Waldrop was one of about a half-dozen officials who made presentations during the hearing facilitated by the Kentucky Racing Commission. He said from Churchill's perspective, there are three main issues: excessive taxes and fees, aging facilities, and a decline in purse money.

"Simply put, Kentucky's tax and fee structure is in need of major reform," Waldrop said. "At the center of the problem is an inflexible excise tax. It creates a disincentive to bet on our product."

Waldrop said the state takes 19% of gross revenue. Combined with the 45% that goes toward purses, a racetrack such as Churchill is left with 36%. In 2000, that amounted to roughly $10 million, which leaves little play money for the aging Louisville facility.

From 1997-2000, Churchill Downs spent $25 million on capital improvements. Waldrop said the Caesars riverboat casino in nearby Indiana invested $430 million in improvements during the same period.

Waldrop offered other numbers, too. The ones that drew a few gasps from the audience follow: In 2000, about $13 billion was wagered on riverboat casinos in Indiana. Total pari-mutuel handle in the United States was only $15 billion last year.

Bob Elliston, president of Turfway Park in Northern Kentucky, told how on-track handle at his track has plummeted from $150 million in 1995 to $86.2 million in 2000. Purses are down 26% since 1996, he said, because simulcasting revenue hasn't kept pace with revenue generated from live dollars.

Elliston said that in 1995, before riverboat gambling in Indiana, and full-card simulcasting in Ohio, Turfway claimed 71.5% of the gaming share in its market. In 2000, that percentage dropped to 1.15%, he said.

"We're losing money, and the competition is only going to get worse," Elliston said. "As developable property in our region goes away, that 197 acres (on which the track sits) will go up in value.
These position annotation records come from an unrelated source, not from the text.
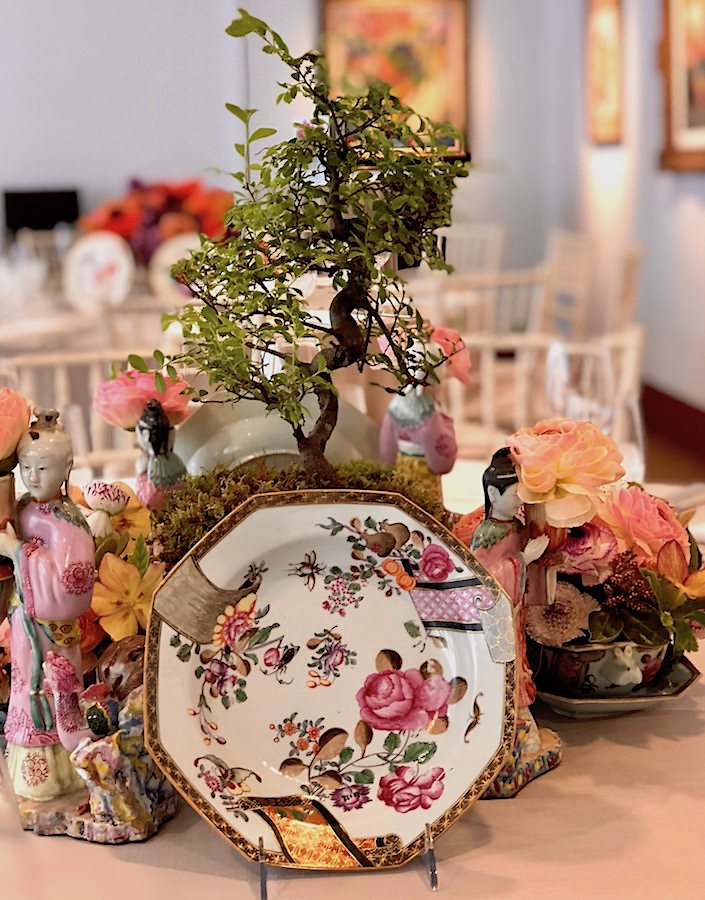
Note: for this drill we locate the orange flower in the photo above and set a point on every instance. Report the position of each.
(392, 567)
(133, 519)
(122, 598)
(563, 463)
(14, 418)
(406, 582)
(465, 527)
(91, 631)
(234, 621)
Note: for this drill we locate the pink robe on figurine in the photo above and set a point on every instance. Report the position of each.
(55, 571)
(501, 556)
(414, 427)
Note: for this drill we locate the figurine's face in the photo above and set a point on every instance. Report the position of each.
(505, 505)
(43, 470)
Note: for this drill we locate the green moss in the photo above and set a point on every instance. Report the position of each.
(200, 502)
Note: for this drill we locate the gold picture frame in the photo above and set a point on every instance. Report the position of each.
(603, 53)
(683, 70)
(420, 49)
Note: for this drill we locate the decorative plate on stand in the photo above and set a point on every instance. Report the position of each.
(98, 272)
(329, 672)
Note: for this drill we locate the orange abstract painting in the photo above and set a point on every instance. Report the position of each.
(419, 48)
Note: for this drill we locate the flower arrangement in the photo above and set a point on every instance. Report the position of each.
(631, 573)
(624, 568)
(121, 400)
(126, 574)
(150, 213)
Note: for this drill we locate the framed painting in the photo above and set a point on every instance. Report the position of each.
(420, 49)
(604, 71)
(683, 68)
If things don't change, the value of our acreage will be worth more for development than it is for critical racing dates on our circuit."

Both Waldrop and Elliston discussed the effect competition from racetracks with alternative gaming has had on the Kentucky product. They both singled out Mountaineer Park, the West Virginia track that has actively targeted Kentucky horsemen with its fattened purse structure, particularly in the claiming ranks.
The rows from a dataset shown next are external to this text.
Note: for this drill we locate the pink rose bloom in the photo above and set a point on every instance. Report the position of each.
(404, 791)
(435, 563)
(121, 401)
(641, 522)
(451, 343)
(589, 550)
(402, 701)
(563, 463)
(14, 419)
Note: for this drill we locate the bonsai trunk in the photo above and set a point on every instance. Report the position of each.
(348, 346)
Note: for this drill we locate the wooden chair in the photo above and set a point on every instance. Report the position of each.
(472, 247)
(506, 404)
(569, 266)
Turfway, which runs most of its 115 dates in the winter, has been hit particularly hard.

"What's on the mind of a trainer whose owner is asking him, 'Why are you running at Turfway Park when you can face half the competition for double the money at Mountaineer?' " Elliston said.

One owner, Larue Simpson, attended Tuesday's hearing. He said the problem is that racetracks haven't been on the same page when it comes to alternative forms of gaming. He said he planned to ship a horse to Mountaineer next week because of the purse structure.

"I hope this is the last stage of you getting off your butts and doing what needs to be done-putting in alternative forms of gaming at racetracks," Simpson told the 60 or so members of the audience.

After the meeting, Elliston and Keeneland president Nick Nicholson wouldn't comment on whether in fact the tracks are on the same page, or whether they even intend to pursue gaming. Rep. Jim Callahan, whose district includes Turfway, told tracks officials they need a game plan before the legislative session begins next January. He called the track's financial situations "an eye-opener," and said many legislators would be surprised to hear about it.

The hearing, the first of three scheduled for this summer, began with an update by David Switzer, executive director of the Kentucky Thoroughbred Association, on mare reproductive loss syndrome. The ramifications may not be known for years, but in the meantime, the industry is looking for financial assistance.

Switzer and Nicholson both said there is no way to gauge the long-term damage done by the foal-loss crisis. Switzer did throw out some numbers a legislator may understand-a $1.5-million to $2-million loss in sales taxes for the state.

"Success in the past is not a guarantee of survival in the future, and we've learned in brutal terms this spring how fragile this business can be," Nicholson said. "This is not a time for complacency. It's a time for us to be serious, diligent, and cognizant of the fact our future isn't guaranteed."